Even if your bank isn’t a signatory to the CRM Code, you should still report any fraud to your bank as soon as you discover it. Your bank may have other policies in place to assist you.

My bank has declined to reimburse the money I’ve lost to an APP scam – what should I do?

If you’re unhappy with your bank’s assessment of your case under the CRM Code, you can lodge a complaint with the Financial Ombudsman Service. The Ombudsman will then assess your complaint and make a decision.

Even if your bank isn’t a Code signatory, you can still lodge a complaint with the Ombudsman if you’re unhappy with how any of the banks involved in the scam have acted.

The Payment Systems Regulator does not consider complaints under the Code. We are the independent regulator of payment systems themselves, and adjudicating on the Code is not within our remit.

Who else can help me?

If you believe that any of the institutions involved have not conducted themselves appropriately according to their obligations under any relevant legislation, you may wish to contact the Financial Conduct Authority.

You can report the fraud to Action Fraud, who will provide you with a crime reference number and will send your report to the National Fraud Investigation Bureau (NCIB) for assessment. Please note, Police Scotland have not signed up to the Action Fraud process; if you are in Scotland you should follow the guidance provided on the Police Scotland website.

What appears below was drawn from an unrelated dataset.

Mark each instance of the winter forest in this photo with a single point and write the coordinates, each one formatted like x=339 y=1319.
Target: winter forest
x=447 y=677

Victim Support can provide help after crime; it gives free and confidential support 24 hours a day, seven days a week, 365 days a year.

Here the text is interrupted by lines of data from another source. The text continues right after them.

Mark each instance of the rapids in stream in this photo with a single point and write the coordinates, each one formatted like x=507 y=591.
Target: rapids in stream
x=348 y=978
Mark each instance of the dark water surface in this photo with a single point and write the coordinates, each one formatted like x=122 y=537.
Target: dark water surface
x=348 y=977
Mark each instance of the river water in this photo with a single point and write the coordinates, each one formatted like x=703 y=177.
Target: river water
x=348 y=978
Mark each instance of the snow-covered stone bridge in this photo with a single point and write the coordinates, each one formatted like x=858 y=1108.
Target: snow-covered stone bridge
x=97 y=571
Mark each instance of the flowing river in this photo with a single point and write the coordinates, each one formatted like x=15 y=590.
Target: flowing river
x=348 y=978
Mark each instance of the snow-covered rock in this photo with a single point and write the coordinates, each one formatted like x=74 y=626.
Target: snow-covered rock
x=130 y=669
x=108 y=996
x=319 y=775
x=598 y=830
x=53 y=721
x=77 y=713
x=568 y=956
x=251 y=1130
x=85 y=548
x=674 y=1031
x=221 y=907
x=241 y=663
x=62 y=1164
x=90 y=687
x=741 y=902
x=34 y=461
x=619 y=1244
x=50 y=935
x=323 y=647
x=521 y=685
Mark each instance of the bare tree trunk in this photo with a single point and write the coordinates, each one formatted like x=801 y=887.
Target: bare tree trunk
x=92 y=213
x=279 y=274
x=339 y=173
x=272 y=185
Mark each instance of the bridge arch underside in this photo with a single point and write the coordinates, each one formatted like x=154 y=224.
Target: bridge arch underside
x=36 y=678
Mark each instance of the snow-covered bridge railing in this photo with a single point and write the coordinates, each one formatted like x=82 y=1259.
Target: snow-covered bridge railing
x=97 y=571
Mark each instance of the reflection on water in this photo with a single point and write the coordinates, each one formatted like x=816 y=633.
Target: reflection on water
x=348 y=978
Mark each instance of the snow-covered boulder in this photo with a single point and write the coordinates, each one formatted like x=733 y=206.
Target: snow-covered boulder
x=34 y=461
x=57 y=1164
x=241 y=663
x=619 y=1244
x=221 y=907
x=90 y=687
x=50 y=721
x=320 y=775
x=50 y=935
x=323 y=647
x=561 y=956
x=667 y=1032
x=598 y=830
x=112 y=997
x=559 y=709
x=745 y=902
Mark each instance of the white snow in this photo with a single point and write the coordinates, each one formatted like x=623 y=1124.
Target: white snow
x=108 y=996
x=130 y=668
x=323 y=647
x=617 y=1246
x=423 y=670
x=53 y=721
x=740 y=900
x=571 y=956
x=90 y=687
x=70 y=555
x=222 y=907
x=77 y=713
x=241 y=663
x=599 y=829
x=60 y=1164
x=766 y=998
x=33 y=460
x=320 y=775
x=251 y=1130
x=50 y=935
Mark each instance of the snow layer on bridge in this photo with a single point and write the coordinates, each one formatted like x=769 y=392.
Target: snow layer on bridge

Citizens Advice can provide support and advice on what further steps to take if you have been a victim of fraud.

What is Confirmation of Payee?

The PSR directed members of the UK’s six largest banking groups to implement Confirmation of Payee to help prevent losses due to accidentally misdirected payments and certain types of APP fraud. In July 2020, we confirmed widespread implementation of CoP by those banks.

We have been monitoring compliance with our direction and the progress of directed banks implementing CoP on channels with temporary exemptions.

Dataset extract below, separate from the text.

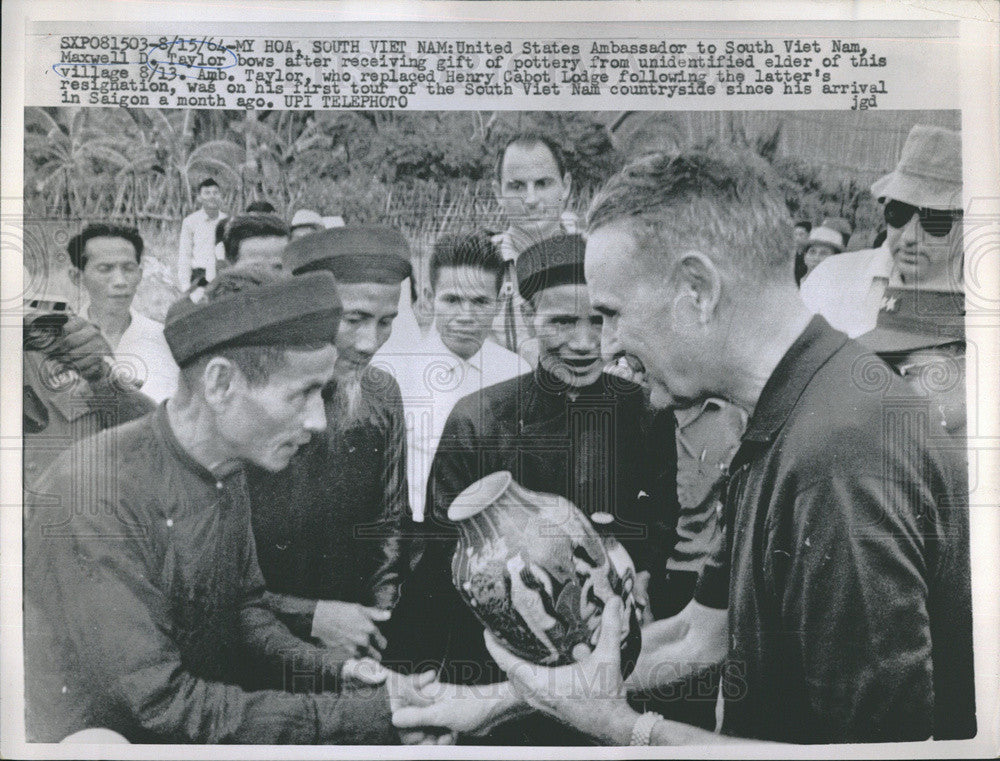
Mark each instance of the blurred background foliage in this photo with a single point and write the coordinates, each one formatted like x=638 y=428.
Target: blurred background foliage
x=427 y=172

Customers should contact their banks with any questions on how CoP works or any issues with CoP when making a payment. If no resolution is offered by the bank, or there are significant issues impacting the CoP service, customers should contact Pay.UK who is responsible for maintaining the rules and standards for CoP. The PSR does not develop the rules, technical standards of operating guidance for CoP.

You can contact the PSR if you believe that the directed banks are not complying with their obligations under the direction to implement CoP.

A number of other financial institutions have also chosen to implement CoP, although there remains some that have yet to provide this service to their customers. We recommend contacting your provider to check if this service is offered.

How does Confirmation of Payee affect me? I’m making payments on my account but Confirmation of Payee hasn’t come up?

Confirmation of Payee checks whether the name matches the account details before you make a new Faster Payments or CHAPS payment.

If you’re paying someone who is already set up as a payee on your bank account (and you are not changing the payee details), you won’t see any difference. Confirmation of Payee is currently offered by members of the UK’s six largest banking groups, as directed by the PSR in 2019, and other institutions who have voluntarily put this system in place.

When setting up a new payee or amending an existing payee’s details, you will be asked to enter the sort code, account number and the name of the person you’re paying. Confirmation of Payee will then confirm whether there is:

  • A match: details provided match the account, proceed with payment
  • A close match: check the details again or contact the person you’re trying to pay
  • No match: possible fraudulent transaction; check the details again or contact the payee before proceeding

There may be some circumstances when you are unable to do a Confirmation of Payee check, for instance because the payee’s account is not available through Confirmation of Payee, whether temporarily or otherwise. You’ll still be able to make the payment but should exercise more caution when sending money to a new payee.